In kernel mode, the user-space loop is bypassed for per-task decisions. The Go process watches strategy changes and updates BPF maps through UpdatePriorityTaskWithPrio and RemovePriorityTask, allowing BPF to dispatch directly in kernel space.

CPU Selection

Gthulhu initializes CPU topology and cache domains before attaching the scheduler.
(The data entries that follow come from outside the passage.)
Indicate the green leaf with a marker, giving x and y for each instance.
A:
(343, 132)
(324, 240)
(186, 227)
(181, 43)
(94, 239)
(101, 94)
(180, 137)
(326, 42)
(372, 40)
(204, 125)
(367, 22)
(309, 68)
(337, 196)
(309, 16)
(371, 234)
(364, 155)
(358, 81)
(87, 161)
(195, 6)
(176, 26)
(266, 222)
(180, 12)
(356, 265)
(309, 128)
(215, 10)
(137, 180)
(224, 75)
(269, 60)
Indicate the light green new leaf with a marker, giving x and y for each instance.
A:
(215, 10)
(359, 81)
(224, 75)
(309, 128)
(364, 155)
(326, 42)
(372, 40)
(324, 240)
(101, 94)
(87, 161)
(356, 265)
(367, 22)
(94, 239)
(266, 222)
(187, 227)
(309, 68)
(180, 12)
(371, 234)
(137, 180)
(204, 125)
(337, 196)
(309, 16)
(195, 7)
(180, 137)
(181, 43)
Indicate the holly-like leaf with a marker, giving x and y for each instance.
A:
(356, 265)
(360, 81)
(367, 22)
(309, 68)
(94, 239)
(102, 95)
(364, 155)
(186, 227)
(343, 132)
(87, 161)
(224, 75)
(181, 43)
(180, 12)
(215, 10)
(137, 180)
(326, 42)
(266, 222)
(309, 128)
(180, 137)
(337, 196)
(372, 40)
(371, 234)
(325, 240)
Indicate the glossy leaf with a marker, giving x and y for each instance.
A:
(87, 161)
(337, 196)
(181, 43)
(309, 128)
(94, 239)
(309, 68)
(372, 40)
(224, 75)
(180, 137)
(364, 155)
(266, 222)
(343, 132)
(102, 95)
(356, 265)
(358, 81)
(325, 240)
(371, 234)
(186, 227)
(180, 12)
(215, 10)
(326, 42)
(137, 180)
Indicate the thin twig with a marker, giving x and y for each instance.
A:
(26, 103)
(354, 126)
CPU selection prefers locality and idle capacity:

  1. Reuse the previous CPU when it is allowed and idle.
  2. Prefer a fully idle sibling/core when SMT is available.
  3. Prefer CPUs in the same L2 or L3 cache domain.
  4. Fall back to any idle CPU.
  5. Return busy when no suitable CPU is available.
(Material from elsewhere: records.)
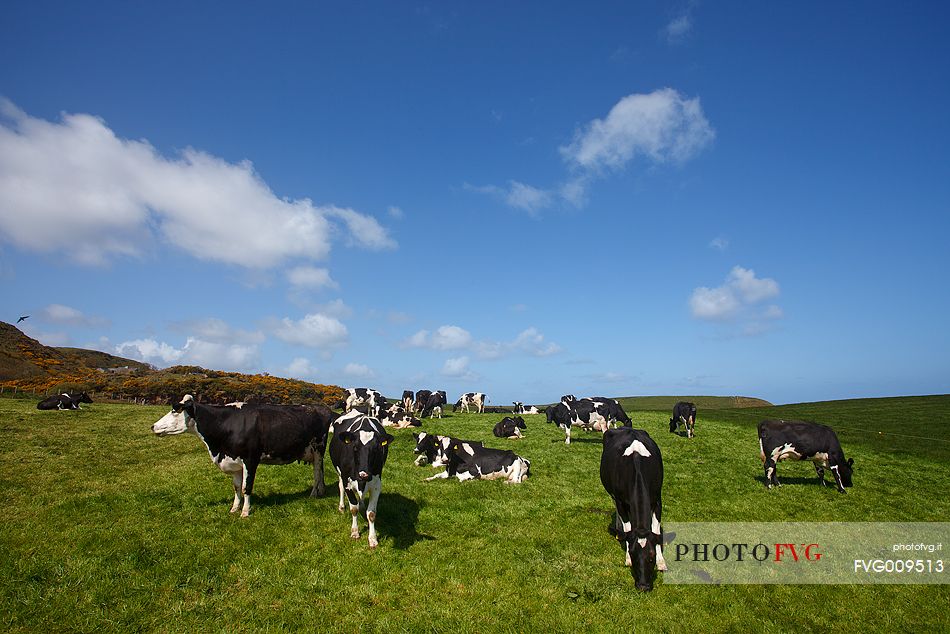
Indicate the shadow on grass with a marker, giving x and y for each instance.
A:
(398, 518)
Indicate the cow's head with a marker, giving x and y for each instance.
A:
(178, 421)
(370, 446)
(642, 549)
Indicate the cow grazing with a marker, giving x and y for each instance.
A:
(432, 449)
(799, 440)
(471, 461)
(471, 399)
(683, 413)
(590, 414)
(64, 401)
(521, 409)
(358, 450)
(631, 470)
(364, 396)
(509, 427)
(241, 438)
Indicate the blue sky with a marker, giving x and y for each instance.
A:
(526, 200)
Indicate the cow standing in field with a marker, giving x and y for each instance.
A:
(799, 440)
(471, 399)
(684, 413)
(590, 414)
(521, 409)
(64, 401)
(241, 438)
(509, 427)
(358, 450)
(631, 470)
(364, 396)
The user-space scheduler provides CPU hints, while BPF performs the final dispatch and kick behavior.

Runtime Configuration

The daemon reads YAML configuration and can also receive runtime configuration from the Decision Maker.

monitor:
  enabled: true
  bpf_object_path: sched_monitor.bpf.o
  collection_interval_sec: 10
  monitor_all: false
  stream_events: false
  prometheus_port: 9090
  enable_crd_watcher: true

scheduler:
  slice_ns_default: 20000000
  slice_ns_min: 1000000
  mode: gthulhu
  scheduler_name: ""
  kernel_mode: false
  max_time_watchdog: true

api:
  url: http://127.0.0.1:8080
  interval: 5
  public_key_path: ./api/config/jwt_public_key.pem
  enabled: true
  auth_enabled: true

Important behavior:

  • monitor.enabled controls the base eBPF metrics collector.
  • scheduler.mode controls which scheduler process the daemon supervises: none, gthulhu, simple, or scx.
  • scheduler.scheduler_name is required when scheduler.mode is scx; the daemon validates that /gthulhu/<scheduler_name> is an allowed executable before applying the runtime config.
  • scheduler.kernel_mode enables experimental BPF-side dispatch.
  • api.enabled controls communication with the Decision Maker.
  • api.auth_enabled enables JWT authentication for scheduler API calls.
  • api.mtls can enable mutual TLS between the scheduler and API server.

Metrics

Gthulhu reports two families of metrics:

Source Examples Consumer
eBPF pod monitor wait time, runtime, context switches, CPU migrations Prometheus, Grafana, KEDA
sched_ext BSS data nr_queued, nr_scheduled, nr_running, dispatch counters, congestion counters Decision Maker API and logs

The scheduler periodically reads BSS data from the BPF module. When API communication is enabled, it posts those metrics to the Decision Maker.

Debugging

Useful commands while developing or operating the scheduler:

# Trace BPF debug output
sudo cat /sys/kernel/debug/tracing/trace_pipe

# Inspect loaded BPF programs and maps
sudo bpftool prog show
sudo bpftool map show

# Run the Gthulhu daemon with an explicit config
sudo ./main scheduler -config config/config.yaml

For monitor-only deployments, set scheduler.mode to none in the runtime configuration. To use an upstream sched_ext scheduler, deploy the scx-flavored image and set scheduler.mode: scx with a bundled scheduler name such as scx_bpfland or scx_cake.